Monday, March 27, 2006

What is Black and White and Yellow all Over ?

Does the title remind you of the childhood riddle, " what is black and white and read ( red ) all over". As children we triumphantly said " newspapers" to a playmate not knowing the answer. In recent years an apt question, among others, might be what is "black and yellow and bled all over " What is bled is the precious reputation or hard earned career of anyone victimized by the innuendo and sensationalism of today's version of yellow journalism.

The term dates back to the last decade of the 19th century referring to the no holds barred if not vicious war between William Randolph Hearst ( New York Journal ) and Joseph Pulitzer ( New York World). After yellowing the San Francisco Examiner,Hearst moved to New York, purchased the Journal and raided the World staff including Richard Outcault the cartoonist for the comic strip "the yellow kid". Pulitzer countered with a comic strip of the same name and competed witrh Hearst for the most outrageous coverage of sensational stories. Indeed, both newspapers practiced jingoism to such an extreme that historians credit them with inciting the Spanish-American war of 1898 and branded their journalistic practices as yellow journalism.

This is not to say that the 1890's was preceded by an era of highly professional journalism. On the contrary, it was the practice since the beginning of the republic, spreading like an infectious disease from the big city papers to all others in varying degrees. Notable exceptions are the Wall St. Journal and the Christian Science Monitor. For a century the old gray lady, the New York Times, lived up to its motto " only the news thats fit to print" . In recent years the Times has been jolted by false and contrived reporting, a consistent bias against conservatism in general and George W. Bush in particular. The Times coverage of the Abu Graib prison story is illustrative of their succumbing to the tide of yellow journalism now imbedded in both the print and electronic media.

Sadly, since the Viet Nam war the print and electronic media have added a new dimension to yellow journalism. They have chosen sides in the political debate of our country, openly and defiantly, slanting news reports against anything and anyone conservative; in the meanwhile maintaining
total silence on the miscues of all non-conservatives. They themselves are the single biggest contributor to the rise of the alternative media to an extent that threatens their very survival.
Significantly, traditional media practitioners seem puzzled as to why they are losing their previously unchallenged influence on public opinion. So far there is little if any indication that traditional media can reform itself. Perhaps they are similar to the least productive, least effective persons in a partcular work force who are shocked when they are fired.

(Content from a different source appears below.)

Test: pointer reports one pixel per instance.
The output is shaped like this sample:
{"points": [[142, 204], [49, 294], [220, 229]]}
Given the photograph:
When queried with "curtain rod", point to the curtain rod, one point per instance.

The founding fathers included freedom of the press as a first amendment prohibition against government control of information and inquiry. The implicit assumption was an equivalent level of obligation to properly discharge their resposibility to serve the public trust. Unfortunately, that has been a problem from day one, only getting worse as the years, decades and centuries have marched on. A particular public poll seems tlo be the upper limit on their ability to dig up and provide truthful, accurate information to the public on a specific subject. They demand all kinds of special treatment under the guise of the public's right to know. Their behavior is now impeding justice because some people are unwilling to testify in court given the mudraking they must endure. Recently a florida schoolteacher went scott free after admitedly seducing a 14 year old boy because the parents and the boy feared the fallout from the media coverage. It is seriously sad that one of the guarantors of liberty the founding fathers envisioned has evolved in to a guarantor of the erosion of liberty and freedom.

1 Comments:

Blogger David Benson said...

excellent post.

I would agree that we are seeing a rise in yellow journalism. However, I think that the underlying cause is a decay in overall morality. We seem to have lost our moral compass in the United States, and the natural outgrowth of that is a lurid interest in the failures of others. For some reason it assuages our own guilt to read about the amorality of others, be it real or imagine. Therefore all lurid details and stories are freely discussed in all different forums. Sad, but we can take hope that perhaps we are already beginning to see a change. I hope that in response to the rise of the internet, the MSM may try and carve out reliability as an information source as their niche. However, to do that they will have to abandon their current ideas of "tell stories" and instead relate facts.

I hope you continue to update your blog, and I have voted for it on Realclearpolitics.com. May I suggest that you turn on the Atom syndication, so that I can read it via the Atom feed?

I think that I may cite your article in a couple of days, time allowing on my blog
http://foxholephilosopher.blogspot.com
so keep you eye open, and feel free to comment as well. Again this is an extremely insightful and well written commentary.